With respect to the problem presented by the cases at hand, if litigation should develop between States that have joined a compact, we would surely have the power to grant relief in the form of specific enforcement of the take title provision.3 Indeed, even if the statute had never been passed, if one State’s radioactive waste created a nuisance that harmed its neighbors, it seems clear that we would have had the power *213to command the offending State to take remedial action. Cf. Illinois v. City of Milwaukee, supra. If this Court has such authority, surely Congress has similar authority.
For these reasons, as well as those set forth by Justice White, I respectfully dissent.

The Tenth Amendment provides: “The powers not delegated to the United States by the Constitution, nor prohibited by it to the States, are reserved to the States respectively, or to the people.”

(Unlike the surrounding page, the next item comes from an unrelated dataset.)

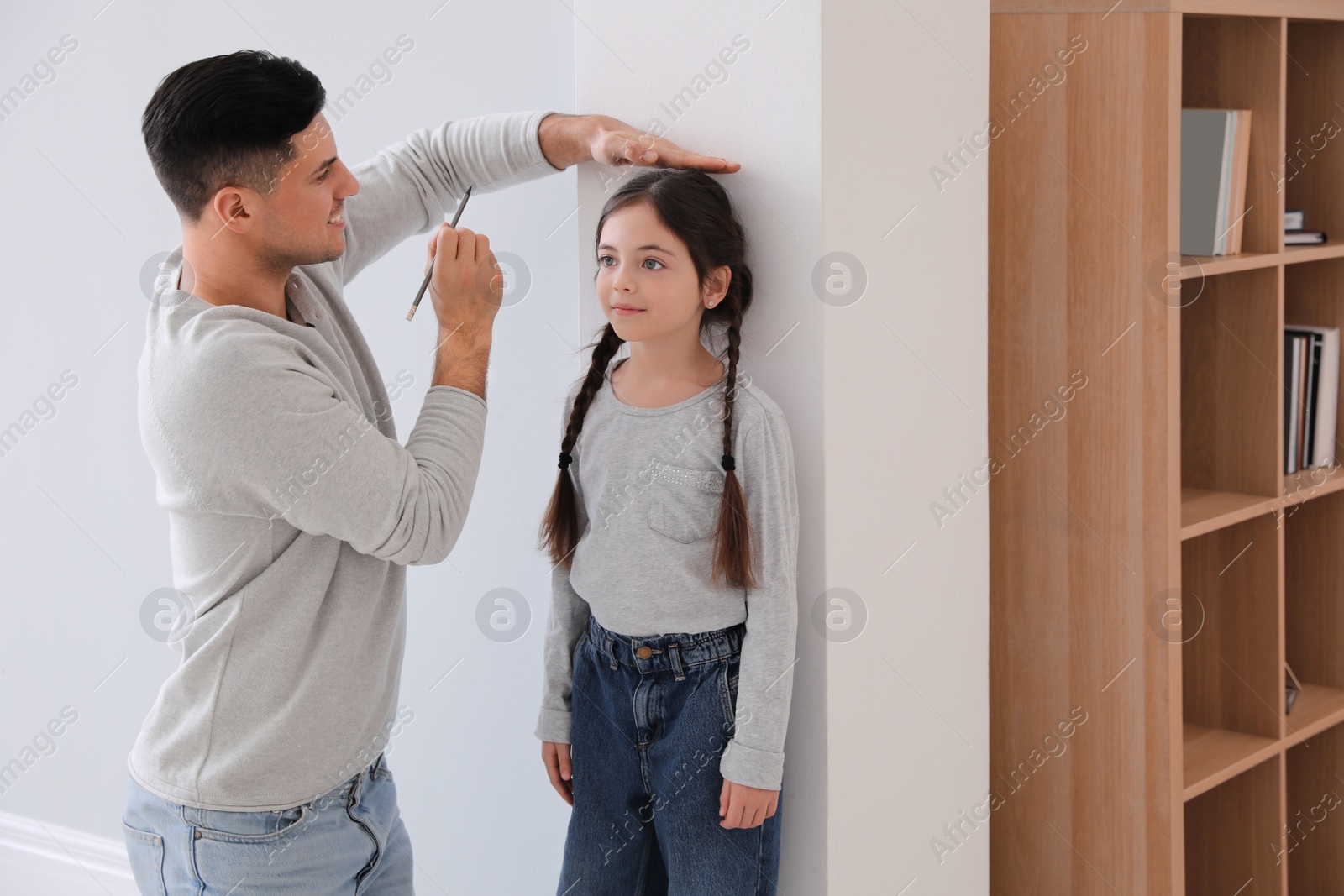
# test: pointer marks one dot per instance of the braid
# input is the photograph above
(732, 558)
(559, 532)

 In United States v. Darby, 312 U. S. 100 (1941), we explained:
“The amendment states but a truism that all is retained which has not been surrendered. There is nothing in the history of its adoption to suggest that it was more than declaratory of the relationship between the national and state governments as it had been established by the Constitution before the amendment or that its purpose was other than to allay fears that the new national government might seek to exercise powers not . granted, and that the states might not be able to exercise fully their reserved powers. See e. g., II Elliot’s Debates, 123, 131, III id. 450, 464, 600; IV id. 140, 149; I Annals of Congress, 432, 761, 767-768; Story, Commentaries on the Constitution, §§ 1907-1908.
“From the beginning and for many years the amendment has been construed as not depriving the national government of authority to resort to all means for the exercise of a granted power which are appropriate and plainly adapted to the permitted end.” Id., at 124; see also ante, at 155-157.

 Even if § 2021e(d)(2)(C) is “invalidated” insofar as it applies to the State of New York, it remains enforceable against the 44 States that have joined interstate compacts approved by Congress because the compacting States have, in their agreements, embraced that provision and given it independent effect. Congress’ consent to the compacts was “granted subject to the provisions of the [Aet]... and only for so long as the [entities] established in the compact comply with all the provisions of [the] Act.” Appalachian States Low-Level Radioactive Waste Compact Consent Act, Pub. L. 100-319,102 Stat. 471. Thus the compacts incorporated the provisions of the Act, including the take title provision. These compacts, the product of voluntary interstate cooperation, unquestionably survive the “invalidation” of §2021e(d)(2)(C) as it applies to New York. Congress did not “direc[t]” the States to enter into these compacts and the decision of each compacting State to enter into a compact was not influenced by the existence of the take title provision: Whether a State went its own way or joined a compact, it was still subject to the take title provision.